How about the long-term health effects of regular physical activity? Simply put, exercise reduces your risk for chronic diseases. In fact, there are about 40 conditions that worsen with physical inactivity: poor balance, increased risk of bone fractures, various types of cancers, cardiovascular disease, metabolic syndrome, depression/anxiety, cognitive decline, constipation, decreased immune function, osteoporosis, arthritis, and type II diabetes to name a few [4]. We can safely assume that living an active lifestyle can help combat these conditions, so let’s just leave it at that. Physical activity (along with nutrition) is one of the greatest self-care behaviours at our disposal, and can positively influence our quality of life and wellbeing long-term. Even as we age, maintaining a healthy level of activity improves independence and has been associated with increased lifespan! 

How do we increase our activity? First off, start small and gently ease into adding activity on a daily basis. Whether it’s parking the furthest away from the grocery store, taking your dog for a walk, getting off of the bus a stop or two early, household chores or outdoor activities, these small changes over a period of time make a difference. For those looking to challenge themselves, hiring a personal trainer to help achieve your fitness goals, or signing up at your local gym are excellent ways to commit to being active. 
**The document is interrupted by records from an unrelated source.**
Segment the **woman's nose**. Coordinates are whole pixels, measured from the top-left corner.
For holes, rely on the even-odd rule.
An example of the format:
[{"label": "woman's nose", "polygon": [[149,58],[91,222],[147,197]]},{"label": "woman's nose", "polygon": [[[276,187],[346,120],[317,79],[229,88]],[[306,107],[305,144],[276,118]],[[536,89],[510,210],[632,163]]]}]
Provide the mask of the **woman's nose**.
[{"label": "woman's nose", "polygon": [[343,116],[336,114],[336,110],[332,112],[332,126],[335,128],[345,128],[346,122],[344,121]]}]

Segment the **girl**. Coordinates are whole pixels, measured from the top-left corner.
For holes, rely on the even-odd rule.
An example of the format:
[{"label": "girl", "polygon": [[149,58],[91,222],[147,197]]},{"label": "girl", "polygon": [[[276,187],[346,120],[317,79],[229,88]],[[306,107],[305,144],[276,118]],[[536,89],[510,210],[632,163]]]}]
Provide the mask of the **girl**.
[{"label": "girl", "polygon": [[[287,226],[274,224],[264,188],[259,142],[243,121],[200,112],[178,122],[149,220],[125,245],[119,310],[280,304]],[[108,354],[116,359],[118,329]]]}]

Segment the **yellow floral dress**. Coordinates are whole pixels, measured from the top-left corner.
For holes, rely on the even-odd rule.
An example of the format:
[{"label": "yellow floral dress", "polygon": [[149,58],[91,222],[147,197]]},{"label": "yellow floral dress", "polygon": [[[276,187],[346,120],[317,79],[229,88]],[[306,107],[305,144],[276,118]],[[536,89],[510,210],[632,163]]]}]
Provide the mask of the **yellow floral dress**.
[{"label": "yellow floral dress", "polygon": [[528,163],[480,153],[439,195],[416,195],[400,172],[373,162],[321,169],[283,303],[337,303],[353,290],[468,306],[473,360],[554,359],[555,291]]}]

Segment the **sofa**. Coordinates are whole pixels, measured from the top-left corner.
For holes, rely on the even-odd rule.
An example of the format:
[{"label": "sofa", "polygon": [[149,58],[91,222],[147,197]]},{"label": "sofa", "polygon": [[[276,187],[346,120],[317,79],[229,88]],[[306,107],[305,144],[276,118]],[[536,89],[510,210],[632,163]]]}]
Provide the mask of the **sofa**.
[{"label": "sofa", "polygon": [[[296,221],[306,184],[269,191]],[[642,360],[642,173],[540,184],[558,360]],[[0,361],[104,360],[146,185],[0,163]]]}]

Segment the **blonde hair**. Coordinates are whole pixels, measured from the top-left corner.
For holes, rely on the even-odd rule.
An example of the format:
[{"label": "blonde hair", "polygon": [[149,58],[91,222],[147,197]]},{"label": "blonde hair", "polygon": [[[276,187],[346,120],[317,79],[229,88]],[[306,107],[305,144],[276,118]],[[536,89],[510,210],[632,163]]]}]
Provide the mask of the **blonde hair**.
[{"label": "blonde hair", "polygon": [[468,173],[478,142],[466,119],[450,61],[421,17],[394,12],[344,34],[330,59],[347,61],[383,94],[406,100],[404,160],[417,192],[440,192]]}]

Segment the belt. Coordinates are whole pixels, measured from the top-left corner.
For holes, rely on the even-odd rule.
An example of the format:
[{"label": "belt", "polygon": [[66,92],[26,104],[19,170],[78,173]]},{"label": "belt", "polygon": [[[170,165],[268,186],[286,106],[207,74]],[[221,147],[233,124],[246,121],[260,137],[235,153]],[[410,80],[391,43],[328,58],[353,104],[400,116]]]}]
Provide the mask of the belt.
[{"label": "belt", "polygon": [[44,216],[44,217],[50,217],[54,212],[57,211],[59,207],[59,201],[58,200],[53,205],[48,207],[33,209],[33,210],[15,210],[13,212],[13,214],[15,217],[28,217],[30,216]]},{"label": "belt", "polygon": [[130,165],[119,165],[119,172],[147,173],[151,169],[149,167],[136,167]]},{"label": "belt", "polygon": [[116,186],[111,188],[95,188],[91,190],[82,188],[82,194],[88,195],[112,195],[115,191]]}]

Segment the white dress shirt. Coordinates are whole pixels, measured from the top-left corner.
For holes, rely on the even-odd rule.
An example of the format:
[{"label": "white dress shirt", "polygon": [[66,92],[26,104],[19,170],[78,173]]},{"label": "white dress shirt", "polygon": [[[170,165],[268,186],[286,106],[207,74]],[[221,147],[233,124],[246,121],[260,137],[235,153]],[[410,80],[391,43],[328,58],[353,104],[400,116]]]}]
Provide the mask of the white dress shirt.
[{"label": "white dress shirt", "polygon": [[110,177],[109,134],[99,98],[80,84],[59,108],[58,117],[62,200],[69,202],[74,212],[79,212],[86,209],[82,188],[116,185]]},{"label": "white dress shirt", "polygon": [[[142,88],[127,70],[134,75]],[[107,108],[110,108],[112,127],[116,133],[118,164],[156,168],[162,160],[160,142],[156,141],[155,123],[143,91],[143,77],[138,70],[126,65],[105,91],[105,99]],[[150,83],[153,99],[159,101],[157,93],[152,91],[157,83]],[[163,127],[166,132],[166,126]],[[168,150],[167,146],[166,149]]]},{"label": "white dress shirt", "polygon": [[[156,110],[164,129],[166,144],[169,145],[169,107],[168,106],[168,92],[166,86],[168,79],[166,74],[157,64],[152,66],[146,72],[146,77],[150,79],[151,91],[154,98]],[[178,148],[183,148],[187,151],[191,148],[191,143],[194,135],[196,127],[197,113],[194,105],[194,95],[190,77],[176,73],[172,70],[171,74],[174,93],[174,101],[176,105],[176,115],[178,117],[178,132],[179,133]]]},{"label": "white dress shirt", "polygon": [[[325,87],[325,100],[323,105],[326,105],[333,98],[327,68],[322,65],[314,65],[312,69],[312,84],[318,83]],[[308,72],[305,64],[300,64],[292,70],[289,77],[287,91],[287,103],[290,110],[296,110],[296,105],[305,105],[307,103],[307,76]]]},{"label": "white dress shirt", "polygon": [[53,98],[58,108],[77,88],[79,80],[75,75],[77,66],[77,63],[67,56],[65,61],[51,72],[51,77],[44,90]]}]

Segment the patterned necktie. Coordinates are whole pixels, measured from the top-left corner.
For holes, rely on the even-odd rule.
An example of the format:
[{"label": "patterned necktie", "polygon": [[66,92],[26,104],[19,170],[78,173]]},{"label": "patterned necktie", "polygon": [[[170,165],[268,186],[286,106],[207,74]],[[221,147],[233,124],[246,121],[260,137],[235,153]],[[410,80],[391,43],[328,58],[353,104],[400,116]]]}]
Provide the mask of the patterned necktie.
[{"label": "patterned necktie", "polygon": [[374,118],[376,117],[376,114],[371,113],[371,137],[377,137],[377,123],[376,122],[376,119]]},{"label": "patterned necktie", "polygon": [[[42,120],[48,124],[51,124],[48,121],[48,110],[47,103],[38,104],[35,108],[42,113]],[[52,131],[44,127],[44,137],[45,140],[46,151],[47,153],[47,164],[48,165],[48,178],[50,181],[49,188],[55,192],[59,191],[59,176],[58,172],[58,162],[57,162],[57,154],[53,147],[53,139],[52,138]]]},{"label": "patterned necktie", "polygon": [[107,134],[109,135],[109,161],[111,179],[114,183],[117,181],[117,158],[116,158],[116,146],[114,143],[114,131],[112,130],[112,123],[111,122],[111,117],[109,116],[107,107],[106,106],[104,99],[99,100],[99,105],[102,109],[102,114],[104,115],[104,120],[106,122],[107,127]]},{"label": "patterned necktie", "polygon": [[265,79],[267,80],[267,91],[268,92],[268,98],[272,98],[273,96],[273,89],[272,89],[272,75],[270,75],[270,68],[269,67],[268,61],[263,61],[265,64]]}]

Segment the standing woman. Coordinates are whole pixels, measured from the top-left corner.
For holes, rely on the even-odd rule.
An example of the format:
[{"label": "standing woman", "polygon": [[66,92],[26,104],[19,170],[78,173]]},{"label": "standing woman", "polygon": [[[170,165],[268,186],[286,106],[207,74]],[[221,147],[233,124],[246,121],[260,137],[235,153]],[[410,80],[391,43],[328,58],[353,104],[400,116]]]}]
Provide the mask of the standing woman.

And there you have it. You heard it here first (maybe)! If not, the information above may now persuade you to finally implement that exercise you’ve wanted to happen for years! Remember, it’s never too late to be active. This is just one piece of a larger puzzle to live a longer, healthier and happier life! Now if only we had the appropriate nutritional support to supplement our activity (coming soon, stay tuned for more!). In the meantime, just get out there and move!

References

[1] Government of Canada. (2019, January 14). Tips for healthy eating. Retrieved February 26, 2019, from https://food-guide.canada.ca/en/tips-for-healthy-eating/physical-activity/

[2] Füzéki, E., & Banzer, W. (2018). Physical Activity Recommendations for Health and Beyond in Currently Inactive Populations. International Journal of Environmental Research and Public Health,15(5), 1042. doi:10.3390/ijerph15051042

[3] Basso, J. C., & Suzuki, W. A. (2017). The Effects of Acute Exercise on Mood, Cognition, Neurophysiology, and Neurochemical Pathways: A Review. Brain Plasticity,2(2), 127-152. Retrieved March 4, 2019, from https://www.ncbi.nlm.nih.gov/pmc/articles/PMC5928534/.

[4] Ruegsegger, G. N., & Booth, F. W. (2018). Health Benefits of Exercise. Cold Spring Harbor Laboratory Press,1-16. Retrieved March 5, 2019.